Elf stehen auf der Bühne, die anderen helfen drumherum
Elf Laienschauspielerinnen und Laienschauspieler umfasst die Gruppe, 25 Mitglieder zählt sie insgesamt. Das Jubiläumsstück „Die Gedächtnislücke“ sieht grundsätzlich nur zehn Akteure vor, sodass Weber kurzerhand eine Szene dazugeschrieben hatte. „Speziell bei diesem Jubiläum wollten wir alle auf der Bühne haben“, erklärt sie. Seit Oktober probt das Härtsfeld-Ensemble. Zum Jahresende haben die jeweiligen Familien nicht allzu viel von den Schauspielerinnen und Schauspielern. „Da muss die Familie schon dahinterstehen. Es ist ein bisschen wie ein Enkelkind, was man auch wieder abgeben kann – ein Dreivierteljahr haben wir ja danach wieder Pause“, sagt Weber lachend. Requisiten und Bühnenmaterial hat sie allesamt im heimischen Stadel aufbewahrt. Früher noch konnte die Gruppe alles bei der Zimmerei Gentner unterbringen, die stets unterstützt hatte. Heutzutage hilft Schreinermeister Anton Weber beim Bühnenbild mit. „Einen Schreiner braucht man natürlich beim Theater. Anton ist wirklich goldwert“, hebt Förstner hervor.
Mit ganz viel Talenten im Rucksack vom Bayerischen ins Schwäbische
Weber, die vor Jahrzehnten aus dem Bayerischen ins Schwäbische gezogen ist, ihren Dialekt aber nach wie vor nicht verhehlen kann und auch nicht möchte, hatte schon immer Spaß an und auf der Bühne. In der alten Heimat stand sie im Rahmen der Landjugend des Öfteren auf selbiger, schrieb schon früh Sketche selbst und führte diese auch eigenständig auf. „Ich habe unglaublich viel Spaß daran. Speziell in der heutigen Zeit, bei so vielen Krisen, ist es doch wunderbar, wenn man die Menschen zum Lachen bringen kann“, sagt sie mit strahlenden Augen. Weber und die Theatergruppe regeln alles auf der Bühne, der SV Ebnat alles rund herum, erklärt Förstner den Ablauf. Rund 50 Vereinsmitglieder und Freunde sind rund um die Vorstellungen im Einsatz und sorgen für die Bewirtung, ein enormer Aufwand, der sich aber stets lohne, so der Vorstand. „Es ist unglaublich, wie sich die Schauspieler mit ihren Rollen identifizieren. Hans war schon immer ein Perfektionist, Roswitha hat das akribisch weitergeführt – und das macht es so unglaublich gut. Das geht längst über den Amateurstatus hinaus.“ Tatsächlich kommen nicht nur Härtsfelder zu den Vorstellungen, das Einzugsgebiet erstrecke sich bis zu 100 Kilometer, berichten die Verantwortlichen.

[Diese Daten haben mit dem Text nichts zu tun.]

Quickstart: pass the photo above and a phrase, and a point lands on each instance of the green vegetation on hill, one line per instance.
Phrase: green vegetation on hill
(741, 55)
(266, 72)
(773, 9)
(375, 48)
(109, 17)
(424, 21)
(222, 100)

Wie schon bei der Premiere ist wieder ein Gockel dabei
Mit „Die Gedächtnislücke“ schließt sich dann sogar der Kreis humorig, wie Weber befindet: „Wie schon beim Gockelstreit, unserer Premiere, kommt diesmal auch wieder ein Gockel vor. Ist das nicht wunderbar?“ Kurz vor den Auftritten steige die Nervosität, das sei aber wichtig, sagen Beyrle und Weber unisono. „Wenn die Nervosität nicht da ist, dann geht das Stück den Bach hinunter“, so Beyrle. Das möchte niemand, das wird aber auch nicht passieren, auch da sind sie sich einig in Ebnat. 30 Jahre volle Hallen lassen diese Vermutung durchaus zu.